The Fair Work Amendment (Protecting Vulnerable Workers) Bill 2017 passed the Parliament on 5 September.

It includes a range of measures including an increase in the maximum penalties for employers who deliberately flaunt the minimum wage and other entitlements under the Fair Work Act 2009.

The new laws will apply from the day after the Bill receives royal assent, except for the new franchisor and holding company liability which will start six weeks later.

The new law will hold certain franchisors and holding companies responsible for underpayments by their franchisees where they knew, or reasonably should have known, about the contraventions and failed to take reasonable steps to prevent them.

The laws will apply to franchisors that have a significant degree of influence or control over the franchisee’s affairs.
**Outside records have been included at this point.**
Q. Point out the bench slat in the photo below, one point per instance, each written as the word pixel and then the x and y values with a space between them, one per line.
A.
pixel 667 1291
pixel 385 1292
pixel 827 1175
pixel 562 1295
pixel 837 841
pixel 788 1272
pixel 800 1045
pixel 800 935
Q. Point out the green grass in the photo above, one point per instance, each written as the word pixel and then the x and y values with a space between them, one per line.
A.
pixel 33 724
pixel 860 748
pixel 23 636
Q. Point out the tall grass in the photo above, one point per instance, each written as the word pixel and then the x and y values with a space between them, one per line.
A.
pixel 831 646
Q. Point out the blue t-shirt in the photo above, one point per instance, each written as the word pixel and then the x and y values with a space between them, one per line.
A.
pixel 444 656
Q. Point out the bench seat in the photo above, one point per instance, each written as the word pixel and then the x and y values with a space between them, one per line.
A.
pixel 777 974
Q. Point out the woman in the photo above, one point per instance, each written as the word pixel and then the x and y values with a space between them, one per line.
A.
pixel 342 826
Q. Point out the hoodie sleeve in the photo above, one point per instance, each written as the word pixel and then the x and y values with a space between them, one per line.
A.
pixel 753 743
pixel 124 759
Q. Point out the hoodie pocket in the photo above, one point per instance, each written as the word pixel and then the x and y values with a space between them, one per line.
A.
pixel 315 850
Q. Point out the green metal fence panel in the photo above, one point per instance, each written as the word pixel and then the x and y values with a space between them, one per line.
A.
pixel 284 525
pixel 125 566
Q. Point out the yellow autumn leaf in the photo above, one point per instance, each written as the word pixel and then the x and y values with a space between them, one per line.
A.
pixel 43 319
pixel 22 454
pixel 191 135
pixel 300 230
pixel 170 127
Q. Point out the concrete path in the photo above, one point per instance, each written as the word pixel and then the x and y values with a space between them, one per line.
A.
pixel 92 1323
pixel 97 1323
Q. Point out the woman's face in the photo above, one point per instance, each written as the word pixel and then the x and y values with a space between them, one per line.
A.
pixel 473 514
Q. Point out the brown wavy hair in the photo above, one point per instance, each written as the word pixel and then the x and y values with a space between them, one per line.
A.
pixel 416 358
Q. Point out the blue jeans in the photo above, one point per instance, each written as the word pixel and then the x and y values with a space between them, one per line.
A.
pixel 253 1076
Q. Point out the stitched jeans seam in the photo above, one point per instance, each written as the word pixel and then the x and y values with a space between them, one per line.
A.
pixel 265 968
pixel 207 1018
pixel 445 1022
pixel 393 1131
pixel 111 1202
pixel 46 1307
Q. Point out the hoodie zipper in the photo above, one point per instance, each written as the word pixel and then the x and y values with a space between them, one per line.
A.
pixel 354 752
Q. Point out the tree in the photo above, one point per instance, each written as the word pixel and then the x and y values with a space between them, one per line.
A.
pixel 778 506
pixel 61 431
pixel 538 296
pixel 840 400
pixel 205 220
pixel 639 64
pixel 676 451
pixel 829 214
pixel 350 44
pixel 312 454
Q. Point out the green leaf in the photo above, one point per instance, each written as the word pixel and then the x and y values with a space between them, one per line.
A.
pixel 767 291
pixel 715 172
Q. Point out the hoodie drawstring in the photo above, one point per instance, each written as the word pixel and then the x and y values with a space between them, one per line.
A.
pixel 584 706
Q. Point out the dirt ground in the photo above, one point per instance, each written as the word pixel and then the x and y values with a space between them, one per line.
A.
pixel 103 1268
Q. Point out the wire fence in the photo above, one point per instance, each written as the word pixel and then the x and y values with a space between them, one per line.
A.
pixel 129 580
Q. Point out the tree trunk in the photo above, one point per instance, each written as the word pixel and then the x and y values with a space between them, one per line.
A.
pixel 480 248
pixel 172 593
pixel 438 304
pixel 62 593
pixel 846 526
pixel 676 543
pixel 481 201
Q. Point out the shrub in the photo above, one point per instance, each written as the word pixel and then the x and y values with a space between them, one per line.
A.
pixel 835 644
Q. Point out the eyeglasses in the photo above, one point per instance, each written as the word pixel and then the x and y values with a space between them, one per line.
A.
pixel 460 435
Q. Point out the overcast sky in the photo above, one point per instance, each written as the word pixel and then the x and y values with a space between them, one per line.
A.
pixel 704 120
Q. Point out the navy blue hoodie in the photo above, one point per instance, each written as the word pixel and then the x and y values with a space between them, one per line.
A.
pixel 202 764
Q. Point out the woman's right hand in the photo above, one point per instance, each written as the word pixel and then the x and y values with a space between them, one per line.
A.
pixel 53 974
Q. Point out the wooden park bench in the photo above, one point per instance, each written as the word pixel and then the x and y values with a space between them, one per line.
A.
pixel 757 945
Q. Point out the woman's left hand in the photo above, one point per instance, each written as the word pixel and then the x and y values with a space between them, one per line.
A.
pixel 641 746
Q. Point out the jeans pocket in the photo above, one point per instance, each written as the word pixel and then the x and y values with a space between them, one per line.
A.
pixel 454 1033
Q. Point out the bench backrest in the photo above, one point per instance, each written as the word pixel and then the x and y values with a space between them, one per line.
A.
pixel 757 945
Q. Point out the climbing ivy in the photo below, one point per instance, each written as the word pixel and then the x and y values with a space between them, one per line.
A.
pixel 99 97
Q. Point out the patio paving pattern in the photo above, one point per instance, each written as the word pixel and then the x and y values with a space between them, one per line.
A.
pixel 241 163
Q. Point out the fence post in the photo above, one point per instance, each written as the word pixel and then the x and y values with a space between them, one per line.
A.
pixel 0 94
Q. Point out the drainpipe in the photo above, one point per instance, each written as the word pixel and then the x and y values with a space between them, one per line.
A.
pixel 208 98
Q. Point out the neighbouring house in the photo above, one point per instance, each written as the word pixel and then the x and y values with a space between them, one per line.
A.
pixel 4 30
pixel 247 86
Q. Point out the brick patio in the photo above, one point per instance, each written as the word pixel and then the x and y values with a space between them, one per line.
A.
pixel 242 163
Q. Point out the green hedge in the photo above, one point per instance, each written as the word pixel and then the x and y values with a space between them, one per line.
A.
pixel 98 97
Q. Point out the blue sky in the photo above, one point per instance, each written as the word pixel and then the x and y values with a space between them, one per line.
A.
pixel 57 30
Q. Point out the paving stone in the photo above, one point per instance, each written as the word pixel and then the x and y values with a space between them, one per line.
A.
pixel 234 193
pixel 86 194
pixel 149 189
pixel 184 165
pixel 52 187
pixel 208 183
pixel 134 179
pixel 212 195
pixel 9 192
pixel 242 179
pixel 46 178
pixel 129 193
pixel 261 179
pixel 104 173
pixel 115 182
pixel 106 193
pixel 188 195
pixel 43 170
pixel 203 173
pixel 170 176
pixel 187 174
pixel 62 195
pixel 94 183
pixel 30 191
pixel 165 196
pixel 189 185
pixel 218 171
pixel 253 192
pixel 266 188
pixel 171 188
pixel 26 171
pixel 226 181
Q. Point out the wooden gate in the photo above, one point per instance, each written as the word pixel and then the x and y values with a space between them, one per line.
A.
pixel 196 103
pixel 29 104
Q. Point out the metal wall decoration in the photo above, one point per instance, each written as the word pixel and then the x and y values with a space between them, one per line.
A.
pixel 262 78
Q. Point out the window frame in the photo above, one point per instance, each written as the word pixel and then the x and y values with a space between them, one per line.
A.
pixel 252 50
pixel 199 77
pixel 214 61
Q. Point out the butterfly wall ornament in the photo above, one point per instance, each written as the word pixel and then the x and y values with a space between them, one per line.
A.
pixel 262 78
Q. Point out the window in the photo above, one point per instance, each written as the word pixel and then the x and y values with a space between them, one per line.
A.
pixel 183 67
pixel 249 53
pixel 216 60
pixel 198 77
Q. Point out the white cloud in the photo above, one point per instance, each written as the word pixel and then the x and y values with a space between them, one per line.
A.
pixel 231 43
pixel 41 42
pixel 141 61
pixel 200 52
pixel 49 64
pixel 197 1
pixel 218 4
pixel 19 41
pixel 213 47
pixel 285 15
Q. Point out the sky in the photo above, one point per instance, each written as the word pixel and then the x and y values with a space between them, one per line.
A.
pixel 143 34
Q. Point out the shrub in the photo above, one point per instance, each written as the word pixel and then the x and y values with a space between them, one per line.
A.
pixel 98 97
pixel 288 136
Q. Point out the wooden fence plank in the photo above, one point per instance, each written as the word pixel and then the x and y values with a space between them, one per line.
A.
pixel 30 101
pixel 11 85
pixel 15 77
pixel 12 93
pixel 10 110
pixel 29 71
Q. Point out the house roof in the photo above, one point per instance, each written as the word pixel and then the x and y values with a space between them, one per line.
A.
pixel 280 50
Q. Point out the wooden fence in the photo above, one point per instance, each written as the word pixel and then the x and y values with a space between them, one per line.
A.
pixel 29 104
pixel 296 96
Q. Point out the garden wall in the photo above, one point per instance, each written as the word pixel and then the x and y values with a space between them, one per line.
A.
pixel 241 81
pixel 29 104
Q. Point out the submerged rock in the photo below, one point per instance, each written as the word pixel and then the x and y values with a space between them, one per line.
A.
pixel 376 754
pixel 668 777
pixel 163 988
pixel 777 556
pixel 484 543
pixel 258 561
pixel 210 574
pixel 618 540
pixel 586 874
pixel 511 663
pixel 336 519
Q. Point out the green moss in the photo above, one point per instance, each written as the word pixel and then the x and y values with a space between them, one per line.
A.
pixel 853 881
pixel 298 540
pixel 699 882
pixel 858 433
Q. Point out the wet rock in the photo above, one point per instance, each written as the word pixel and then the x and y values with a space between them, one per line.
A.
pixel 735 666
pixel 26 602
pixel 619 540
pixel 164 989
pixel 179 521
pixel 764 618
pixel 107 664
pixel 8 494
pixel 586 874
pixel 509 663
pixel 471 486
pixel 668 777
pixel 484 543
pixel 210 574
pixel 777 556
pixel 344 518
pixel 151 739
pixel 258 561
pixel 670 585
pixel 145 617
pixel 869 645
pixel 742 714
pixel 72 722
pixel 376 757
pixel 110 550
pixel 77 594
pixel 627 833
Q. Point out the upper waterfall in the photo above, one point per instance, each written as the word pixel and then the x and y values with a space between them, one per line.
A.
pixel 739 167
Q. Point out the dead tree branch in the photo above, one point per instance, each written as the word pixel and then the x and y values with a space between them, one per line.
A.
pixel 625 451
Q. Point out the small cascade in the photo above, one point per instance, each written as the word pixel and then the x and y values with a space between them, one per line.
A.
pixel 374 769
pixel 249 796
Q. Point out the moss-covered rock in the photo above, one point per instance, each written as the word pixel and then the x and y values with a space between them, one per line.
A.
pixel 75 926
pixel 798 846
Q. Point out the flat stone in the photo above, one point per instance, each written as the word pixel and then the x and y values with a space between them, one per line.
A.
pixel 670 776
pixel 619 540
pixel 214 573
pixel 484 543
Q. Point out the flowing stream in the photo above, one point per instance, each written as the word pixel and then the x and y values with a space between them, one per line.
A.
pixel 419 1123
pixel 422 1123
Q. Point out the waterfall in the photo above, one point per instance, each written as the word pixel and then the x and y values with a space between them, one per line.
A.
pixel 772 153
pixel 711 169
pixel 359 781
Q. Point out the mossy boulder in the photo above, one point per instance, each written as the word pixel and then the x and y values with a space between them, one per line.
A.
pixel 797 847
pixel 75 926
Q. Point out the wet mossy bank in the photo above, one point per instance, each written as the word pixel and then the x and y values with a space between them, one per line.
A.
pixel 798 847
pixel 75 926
The laws apply new, higher financial penalties to ‘serious contraventions’ which are 10 times the current maximum penalties. A court could impose these higher penalties where an employer knew they were breaching their obligations and this conduct is part of a systematic pattern of behaviour. In such cases maximum penalties of $630,000 and $126,000 per contravention could apply to corporations and individuals respectively.

The new laws will double the maximum penalties for record-keeping and pay slip breaches, to $12,600 per contravention for individuals and $63,000 for companies, and triple existing penalties in cases where employers give false or misleading pay slips to workers, or provide the Fair Work Ombudsman with false information or documents. Last financial year two-thirds of the FWO’s court cases involved alleged record-keeping or payslip contraventions with nearly one third involving allegations of false or misleading records being provided to the FWO.

Amendments moved by the Senate will also provide that where an employer has not met their record-keeping or pay slip obligations, the employer will have to disprove a wage claim put before a Court unless the employer has a reasonable excuse for not keeping records or issuing pay slips.

Ms James also welcomed the strengthening of laws governing “cashback” arrangements with the legislation specifically prohibiting unreasonable requirements for an employee to pay money to their employer or another person. These protections will now also extend to prospective employees unreasonably required to pay their own money to get a job.

“New evidence gathering powers contained in the legislation will allow the Fair Work Ombudsman to require a person to provide information or documents to the FWO or to attend before senior FWO officials to answer questions on oath or affirmation that relate to underpayment of workers,” Ms James said.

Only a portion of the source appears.